PIC calls without PLT, generic implementation
- From: Alexander Monakov <amonakov at ispras dot ru>
- To: gcc-patches at gcc dot gnu dot org
- Cc: Alexander Monakov <amonakov at ispras dot ru>, Rich Felker <dalias at libc dot org>, Sriraman Tallam <tmsriram at google dot com>
- Date: Mon, 4 May 2015 19:37:53 +0300
- Subject: PIC calls without PLT, generic implementation
- Authentication-results: sourceware.org; auth=none
Recent post by Sriraman prompts me to post my -fno-plt approach sooner rather
than later; I was working on no-PLT PIC codegen in last few days too.
Although I'm posting a patch series, half of it is i386 backend tuning and can
go in independently. Except one patch where it's noted specifically, the
patches were bootstrapped and regtested together, not separately, on x86-64.
Likewise the improvement claimed below is obtained with GCC with all patches
applied, the difference being only in -fno-plt flag.
The approach taken here is different. Instead of adjusting call expansion in
the back end, I force callee address to be loaded into a pseudo at RTL
expansion time, similar to "function CSE" which is not enabled to most
targets. The address load (which loads from GOT) can be moved out of loops,
scheduled, or, on x86, re-fused with indirect jump by peepholes. On 32-bit
x86, it also allows the compiler to use registers other than %ebx for GOT
pointer (which can be a win since %ebx is callee-saved).
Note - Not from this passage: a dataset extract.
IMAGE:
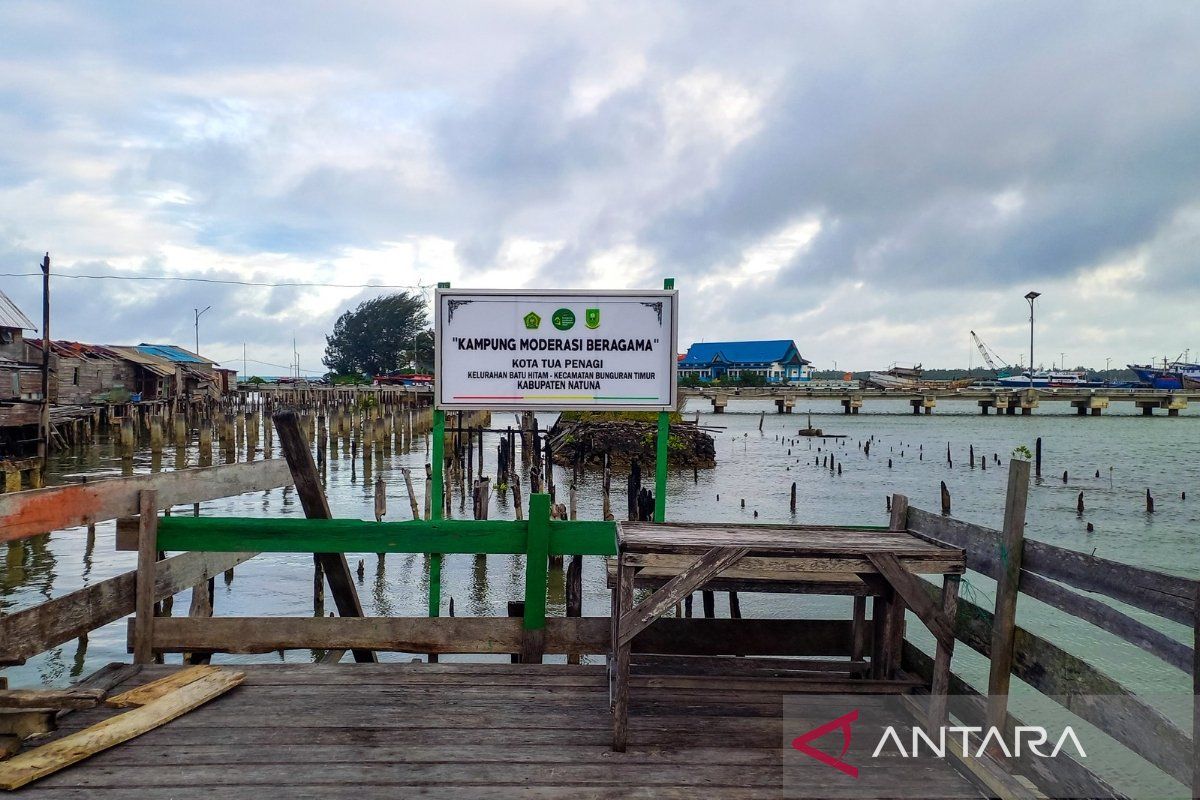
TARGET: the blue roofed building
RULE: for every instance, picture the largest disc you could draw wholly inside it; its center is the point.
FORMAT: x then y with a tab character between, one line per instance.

The benefit of PLT is the possibility of lazy relocation. It is not possible
with BIND_NOW, in particular when -z relro -z now flags were used at link time
as security hardening measure. Performance-critical executables do not
particularly need PLT and lazy relocation too, except if they are used very
frequently, with each individual run time extremely small -- but in that case
they can benefit massively from static linking or less massively from
prelinking, and with prelinking they can get the benefit of no-plt.
I've used LLVM/Clang to evaluate performance impact of PLT-less PIC codegen.
I configured with
cmake -DLLVM_ENABLE_PIC=ON -DBUILD_SHARED_LIBS=ON \
from 3.6 release branch; this configuration mimics non-static build that e.g.
OpenSUSE is using, and produces Clang dependent on 112 clang/llvm shared
libraries, with roughly 24000 externally visible functions.
Without input files time is mostly spent on dynamic linking, so without
prelink there's a predictable regression, from 55 to 140 ms. On C++ hello
world, I get:
PLT no-PLT PLT+BIND_NOW
[32bit] 430 ms 535 ms 590 ms
[64bit] 410 ms 495 ms 555 ms
So no-PLT is >20% slower than default, but already >10% faster when non-lazy
binding is forced.
On tramp3d compilation with -O2 -g I get:
[32bit] 49.0 s 43.3 s
[64bit] 41.6 s 36.8 s
So on long-running compiles -fno-plt is a very significant win. Note that I'm
using Clang as (perhaps extreme) example of PIC-call-intensive code, but the
argument about -fno-plt being useful for performance should apply generally.
When looking at code size changes, there's a 1% improvement on 32-bit
libstdc++ and a small regression on 64-bit. On LLVM/Clang, there's overall size
regression on both 32-bit and 64-bit; I've tried to analyze it and so far came
up with one possible cause, which is detailed in IRA REG_EQUIV patch.